Distributed processing
The previously described multi-processor system is to be used as the basic hardware of a multi -processor workstation. Operating system and applications running in today' s distributed environment ( figure 6 ) consisting of mono-processor workstations interconnected by local area networks [9] should also run without modifications on the currently developed multi -processor workstation (figure 7).
Fig. 6 Interconnected mono-processor workstations
Vi bus Vi bus
Fig. 7 Network of multiprocessor workstations
Our home made operating system [1 0] supports network-wide system calls by message passing and message forwarding mechanisms. The Vi bus communication facility appears to the kernel like any other network. Each processing unit contains a copy of the real-time kernel, the file operating system and the required 1/0 drivers. Only the network driver must be changed to fit Vi bus functionality. In a first approach, tasks are statically distributed by the command line interpreter running on the processing unit responsible for human input-output.
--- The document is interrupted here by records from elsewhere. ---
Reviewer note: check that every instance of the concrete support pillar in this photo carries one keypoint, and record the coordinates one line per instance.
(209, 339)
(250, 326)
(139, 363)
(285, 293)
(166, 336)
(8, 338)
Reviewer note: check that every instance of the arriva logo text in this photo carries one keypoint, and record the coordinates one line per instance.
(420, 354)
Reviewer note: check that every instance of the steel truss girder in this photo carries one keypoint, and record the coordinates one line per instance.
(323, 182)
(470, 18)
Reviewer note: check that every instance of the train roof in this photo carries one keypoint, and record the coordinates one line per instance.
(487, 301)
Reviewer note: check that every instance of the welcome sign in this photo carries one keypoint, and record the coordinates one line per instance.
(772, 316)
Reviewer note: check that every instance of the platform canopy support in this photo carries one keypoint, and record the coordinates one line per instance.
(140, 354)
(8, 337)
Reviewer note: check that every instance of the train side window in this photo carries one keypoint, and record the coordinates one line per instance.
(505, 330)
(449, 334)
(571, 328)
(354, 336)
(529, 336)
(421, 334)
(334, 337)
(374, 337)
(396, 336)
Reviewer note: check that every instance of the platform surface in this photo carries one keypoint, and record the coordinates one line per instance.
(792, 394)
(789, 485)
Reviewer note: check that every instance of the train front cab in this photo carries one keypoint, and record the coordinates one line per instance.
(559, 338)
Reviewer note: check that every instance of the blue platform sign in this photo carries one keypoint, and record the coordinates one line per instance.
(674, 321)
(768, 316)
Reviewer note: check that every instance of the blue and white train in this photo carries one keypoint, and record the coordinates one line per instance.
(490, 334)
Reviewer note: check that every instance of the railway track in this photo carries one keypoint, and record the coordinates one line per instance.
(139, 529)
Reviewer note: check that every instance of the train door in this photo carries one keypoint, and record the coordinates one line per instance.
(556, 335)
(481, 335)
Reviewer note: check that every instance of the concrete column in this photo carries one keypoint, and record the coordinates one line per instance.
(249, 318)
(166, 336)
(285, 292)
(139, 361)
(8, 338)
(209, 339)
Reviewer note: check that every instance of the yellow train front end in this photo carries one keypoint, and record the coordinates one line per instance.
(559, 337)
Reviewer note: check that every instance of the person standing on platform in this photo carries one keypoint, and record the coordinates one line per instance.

A description associated with each task specifies the required resources in terms of memory space, processor type and input-output needs. At task distribution time, the system load is checked and the task is assigned to the processing unit matching the basic needs of the process and currently carrying the lightest load.
Conclusions
The new proposed multiprocessor message passing mechanism is based upon smart communication memories. Communication memories contain the logic to transmit stored messages or to receive messages from other locations through a common narrow high-speed bus structure. This new architectural concept releases the processor from low-level communication tasks and does not require processing power for communication purposes. Unlike most DMA communication channels, communication through smart memories does not slow the local processor down. The proposed communication scheme ensures reliable transmission of messages. Message buffer organization and communication protocols allow deadlock-free non-repetititive single message transmission [7] .
Pools of processing units are interconnected by bridge-processors communicating with two or more pools. Bridge processors can be the vertices and processor pools the edges of multi-pool cube structures.
Today's implementation of smart communication memories is based on dual-port Video-Rams. The associated communication logic requires about 35 integrated circuits.